Moran, Steven

Analog In-Memory Multiply-and-Accumulate Engine Fabricated in 22nm FDSOI Technology

2022

Moran, Steven
Advisor(s): Iyer, Subramanian S

Abstract

This dissertation presents the first on-chip demonstration of a Multiply-and-Accumulate (MAC) function in 22nm CMOS on SOI with the Charge-Trap Transistor (CTT).

Recent developments in machine learning and AI focus on digital-based von Neumann architectures to accelerate computation using massively parallel processing platforms including Graphics Processing Units (GPUs), Tensor Processing Units (TPUs), and Application- Specific Integrated Circuits (ASICs), to name a few. While these platforms have dramatically improved system performance, they are inherently limited by the von Neumann memory bottleneck. A resurgence of digital and analog in-memory & near-memory computing (iMC) techniques have been proposed to perform computation directly where the memory is stored, eliminating unnecessary memory accesses and minimizing memory access energy.A hybrid approach to designing high-performance AI computation platforms is composed of learning on the cloud and energy-efficient inference at the edge.
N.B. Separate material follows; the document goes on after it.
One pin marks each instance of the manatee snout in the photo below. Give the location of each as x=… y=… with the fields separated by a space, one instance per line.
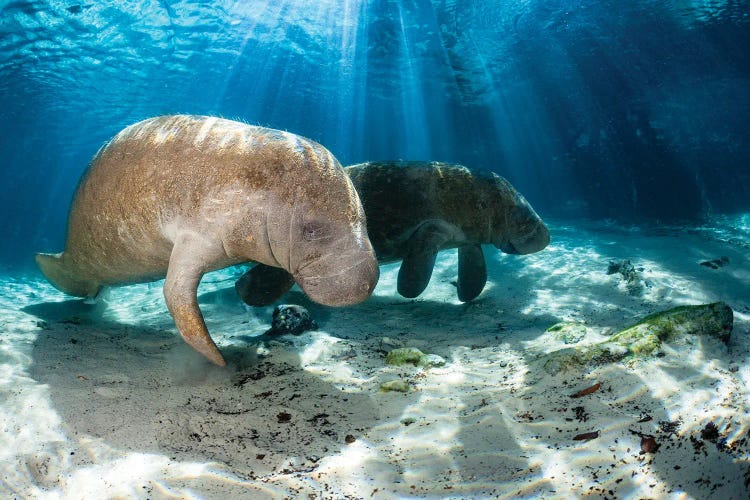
x=340 y=280
x=524 y=231
x=530 y=242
In this dissertation, we explore the latter through the use of the Charge-Trap Transistor (CTT)—commercial high-k logic nFET device on SOI—as an ideal candidate nonvolatile memory device for analog-based

in-memory computing. Past results show that the CTT can be accurately programmed with excellent resolution, device programming variance, and retention characteristics. We propose a NeuroCTT inference architecture and present experimental results based on two test chips taped-out utilizing GlobalFoundries 22FDX technology. A first-time demonstration of an on-chip analog MAC Engine using the CTT in a commercial CMOS technology is provided. Accurate on-chip weight programming with sufficient retention are also demonstrated in hardware. In addition, we introduce a CTT-Hardware-based Inference Realistic Circuit Universal Simulator (CIRCUS) Platform for studying the effects of circuit-induced errors and device non-idealities on system performance and accuracy.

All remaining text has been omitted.